P/1 – Dona Izanil, conta pra gente o que mudou na cidade de quando a senhora era pequena?
R – Mudou tudo. Aqui , mudou tudo. Não tinha luz, não tinha água, não tinha. Só tinha um caminhãozinho velho de um rapaz que veio pra cá, trouxe, colocou o caminhãozinho velho e para todo lugar ele fazia viagem. Mas foi mudando, cada vez tá mudando uma diferença, né? Tinha festinha, muita festinha, muita festinha. Todo mundo… “Tá tudo claro lá, estão fazendo festa”, tudo era lamparina, sabe o que é lamparina?
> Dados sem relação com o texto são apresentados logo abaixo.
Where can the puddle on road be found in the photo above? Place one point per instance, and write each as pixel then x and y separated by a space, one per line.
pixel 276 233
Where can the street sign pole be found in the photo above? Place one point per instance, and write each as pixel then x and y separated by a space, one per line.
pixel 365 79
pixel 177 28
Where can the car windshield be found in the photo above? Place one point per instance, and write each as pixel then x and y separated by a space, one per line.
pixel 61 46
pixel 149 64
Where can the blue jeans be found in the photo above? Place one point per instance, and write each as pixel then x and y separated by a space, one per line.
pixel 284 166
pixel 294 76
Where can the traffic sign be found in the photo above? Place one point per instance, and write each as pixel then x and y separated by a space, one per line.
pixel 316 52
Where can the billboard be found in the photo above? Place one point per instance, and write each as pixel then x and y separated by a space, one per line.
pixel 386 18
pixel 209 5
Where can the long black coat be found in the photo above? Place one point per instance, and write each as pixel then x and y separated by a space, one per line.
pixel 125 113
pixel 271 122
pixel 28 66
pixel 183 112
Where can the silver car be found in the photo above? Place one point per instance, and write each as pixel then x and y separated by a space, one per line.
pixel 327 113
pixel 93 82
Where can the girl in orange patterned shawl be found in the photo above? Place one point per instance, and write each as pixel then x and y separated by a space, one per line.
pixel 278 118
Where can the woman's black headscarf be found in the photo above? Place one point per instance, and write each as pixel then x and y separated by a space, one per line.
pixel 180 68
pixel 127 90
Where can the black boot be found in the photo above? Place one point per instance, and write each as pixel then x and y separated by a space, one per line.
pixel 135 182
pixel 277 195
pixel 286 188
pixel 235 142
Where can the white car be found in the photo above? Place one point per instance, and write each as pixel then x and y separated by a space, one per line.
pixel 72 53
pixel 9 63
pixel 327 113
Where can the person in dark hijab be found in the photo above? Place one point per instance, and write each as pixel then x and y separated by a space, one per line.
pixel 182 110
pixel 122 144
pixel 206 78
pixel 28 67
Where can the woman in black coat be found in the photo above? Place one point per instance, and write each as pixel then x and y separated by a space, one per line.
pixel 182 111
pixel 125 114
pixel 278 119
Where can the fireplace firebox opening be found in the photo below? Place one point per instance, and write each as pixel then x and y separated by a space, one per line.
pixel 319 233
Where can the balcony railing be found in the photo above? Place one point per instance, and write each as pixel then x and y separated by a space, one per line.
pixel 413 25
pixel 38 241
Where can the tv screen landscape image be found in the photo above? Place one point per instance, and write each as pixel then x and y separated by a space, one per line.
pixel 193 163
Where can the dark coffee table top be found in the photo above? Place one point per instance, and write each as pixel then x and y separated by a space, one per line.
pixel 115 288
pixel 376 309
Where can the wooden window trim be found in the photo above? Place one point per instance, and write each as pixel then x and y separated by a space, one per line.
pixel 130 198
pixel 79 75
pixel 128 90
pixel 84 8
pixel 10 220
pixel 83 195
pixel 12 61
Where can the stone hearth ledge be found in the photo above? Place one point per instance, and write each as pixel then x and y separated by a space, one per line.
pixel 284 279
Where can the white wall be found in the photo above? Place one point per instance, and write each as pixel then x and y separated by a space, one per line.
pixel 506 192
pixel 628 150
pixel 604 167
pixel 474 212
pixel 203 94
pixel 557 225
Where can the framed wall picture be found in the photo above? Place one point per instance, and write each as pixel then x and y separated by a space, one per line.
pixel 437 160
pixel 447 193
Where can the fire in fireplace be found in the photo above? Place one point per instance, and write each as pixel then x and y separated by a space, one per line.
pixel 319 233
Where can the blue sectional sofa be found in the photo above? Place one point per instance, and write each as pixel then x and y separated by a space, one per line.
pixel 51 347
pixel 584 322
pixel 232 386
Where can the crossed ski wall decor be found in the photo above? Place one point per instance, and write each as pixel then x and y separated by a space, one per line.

Tudo lamparina. E essa época de junho, julho, tudo festa caipira… Qualquer lugar tinha festa caipira, fogueira. Uma festa mesmo. E não tinha luz, com todo sacrifício. Não tinha briga, não tinha nada, só a diferença é que agora tem essas, às vezes, fazem aquela festa tão bonita, acaba…
P/1 – E conta das festas tradicionais, aproveitando que agora que a senhora falou disso, né? Quais eram as festas marcantes que toda a vila ou a comunidade se reunia?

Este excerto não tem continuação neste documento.